Transnet and IFC, a member of the World Bank Group, have signed a cost-sharing agreement for the development of a LNG storage and regasification terminal at the Port of Richards Bay.
The agreement also covers the re-purposing of Transnet pipelines for natural gas transmission to inland markets. Transnet has identified significant industrial demand for natural gas and opportunities to leverage its ports, pipelines and rail assets to facilitate private investment in gas infrastructure in South Africa.

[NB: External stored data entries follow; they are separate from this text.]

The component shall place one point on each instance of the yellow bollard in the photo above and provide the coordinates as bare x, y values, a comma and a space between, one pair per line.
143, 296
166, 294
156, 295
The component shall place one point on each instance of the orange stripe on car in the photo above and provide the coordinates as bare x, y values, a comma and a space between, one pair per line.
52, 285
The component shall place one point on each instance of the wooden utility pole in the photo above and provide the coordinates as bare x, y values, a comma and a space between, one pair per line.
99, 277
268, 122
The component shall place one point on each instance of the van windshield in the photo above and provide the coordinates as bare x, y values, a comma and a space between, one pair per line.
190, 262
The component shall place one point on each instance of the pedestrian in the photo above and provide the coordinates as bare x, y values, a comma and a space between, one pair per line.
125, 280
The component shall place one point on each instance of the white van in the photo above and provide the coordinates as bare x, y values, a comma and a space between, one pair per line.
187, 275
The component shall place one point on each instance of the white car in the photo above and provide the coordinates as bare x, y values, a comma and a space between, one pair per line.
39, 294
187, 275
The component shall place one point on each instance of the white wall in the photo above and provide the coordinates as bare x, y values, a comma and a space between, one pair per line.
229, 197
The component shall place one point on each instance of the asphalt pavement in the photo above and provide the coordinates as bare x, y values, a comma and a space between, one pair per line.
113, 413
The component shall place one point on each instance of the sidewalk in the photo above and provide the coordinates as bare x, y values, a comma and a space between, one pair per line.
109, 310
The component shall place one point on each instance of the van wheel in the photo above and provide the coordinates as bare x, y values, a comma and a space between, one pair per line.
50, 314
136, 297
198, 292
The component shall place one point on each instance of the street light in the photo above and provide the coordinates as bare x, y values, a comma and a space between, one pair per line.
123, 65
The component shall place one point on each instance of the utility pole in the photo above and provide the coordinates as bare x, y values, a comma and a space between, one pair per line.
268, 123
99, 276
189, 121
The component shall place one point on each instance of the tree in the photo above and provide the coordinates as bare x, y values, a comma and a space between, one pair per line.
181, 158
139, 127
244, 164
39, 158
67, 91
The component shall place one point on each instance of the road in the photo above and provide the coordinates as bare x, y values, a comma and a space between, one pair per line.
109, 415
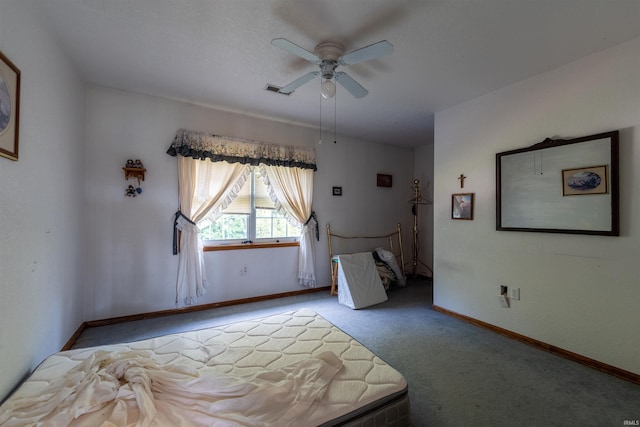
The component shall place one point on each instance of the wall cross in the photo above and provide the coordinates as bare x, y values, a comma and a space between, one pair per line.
461, 178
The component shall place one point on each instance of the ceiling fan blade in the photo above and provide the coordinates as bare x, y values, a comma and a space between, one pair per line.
367, 53
351, 85
296, 50
299, 82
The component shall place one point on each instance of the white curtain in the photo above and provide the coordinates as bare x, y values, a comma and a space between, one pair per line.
292, 192
205, 188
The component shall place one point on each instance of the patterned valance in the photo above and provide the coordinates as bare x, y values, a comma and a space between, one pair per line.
234, 150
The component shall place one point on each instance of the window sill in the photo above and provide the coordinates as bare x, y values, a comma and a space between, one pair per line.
250, 246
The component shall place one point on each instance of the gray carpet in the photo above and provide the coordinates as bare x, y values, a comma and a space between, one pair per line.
458, 374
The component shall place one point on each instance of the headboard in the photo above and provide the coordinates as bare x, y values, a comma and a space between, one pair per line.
340, 244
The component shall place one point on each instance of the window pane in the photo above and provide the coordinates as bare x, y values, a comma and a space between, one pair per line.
236, 221
228, 226
271, 224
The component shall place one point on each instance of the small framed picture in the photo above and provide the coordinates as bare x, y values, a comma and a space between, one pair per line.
462, 206
591, 180
383, 180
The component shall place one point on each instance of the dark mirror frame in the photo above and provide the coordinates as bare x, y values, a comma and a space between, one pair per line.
532, 192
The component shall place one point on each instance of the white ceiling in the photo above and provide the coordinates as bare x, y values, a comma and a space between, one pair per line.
218, 52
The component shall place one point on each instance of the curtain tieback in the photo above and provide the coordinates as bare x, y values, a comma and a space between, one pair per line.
314, 217
175, 230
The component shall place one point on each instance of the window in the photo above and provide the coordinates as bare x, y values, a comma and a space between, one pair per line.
252, 216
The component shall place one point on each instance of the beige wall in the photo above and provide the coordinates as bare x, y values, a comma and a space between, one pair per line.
579, 293
41, 209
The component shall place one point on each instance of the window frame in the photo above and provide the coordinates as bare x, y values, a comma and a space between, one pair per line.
250, 241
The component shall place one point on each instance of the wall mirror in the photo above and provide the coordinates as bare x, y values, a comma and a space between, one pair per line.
560, 186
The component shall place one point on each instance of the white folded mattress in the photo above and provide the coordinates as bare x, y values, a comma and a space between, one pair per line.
359, 283
365, 388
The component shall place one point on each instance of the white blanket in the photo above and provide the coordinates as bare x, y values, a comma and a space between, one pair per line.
132, 389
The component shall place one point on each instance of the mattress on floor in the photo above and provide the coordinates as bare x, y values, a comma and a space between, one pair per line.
365, 391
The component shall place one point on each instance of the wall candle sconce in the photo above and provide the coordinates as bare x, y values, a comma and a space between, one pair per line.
135, 170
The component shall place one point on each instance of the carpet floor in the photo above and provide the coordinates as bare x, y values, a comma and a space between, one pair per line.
458, 374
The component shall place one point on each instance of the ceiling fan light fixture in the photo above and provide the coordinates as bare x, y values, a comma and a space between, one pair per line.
327, 89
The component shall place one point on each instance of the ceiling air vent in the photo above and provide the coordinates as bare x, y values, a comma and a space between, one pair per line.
272, 88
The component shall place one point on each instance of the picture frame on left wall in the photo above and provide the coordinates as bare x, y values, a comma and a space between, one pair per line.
462, 206
9, 108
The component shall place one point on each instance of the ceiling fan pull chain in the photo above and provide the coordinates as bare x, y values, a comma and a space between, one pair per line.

This initiative will unlock a backbone of the country's natural gas network infrastructure to serve existing and growing gas markets, consisting largely of industrial and commercial off-takers located in KwaZulu-Natal, Mpumalanga, Free State and Gauteng provinces. The Richards Bay Nautral Gas Network project will complement the delivery of LNG to new markets in the Eastern Cape and Western Cape provinces through the ports of Ngqura and Saldanha Bay and will support the government's future gas-to-power projects.
The NGN project incorporates the LNG storage and regasification terminal in the Port of Richards Bay, plans for the re-purposing of Transnet's Lily Pipeline and Durban-Johnannesburg Pipeline for the transmission of natural gas, and the establishment of virtual pipelines for LNG to be transported to various markets by road and rail.
IFC has committed $2 million as part of the cost sharing agreement.
The terminal will be developed by private investors that will be selected through a competitive process to own a majority stake in a planned special purpose vehicle. The project is expected to be operational by 2024.
The expansion of South Africa's natural gas network will help modernise the energy usage in the region and increase access to natural gas for end consumers.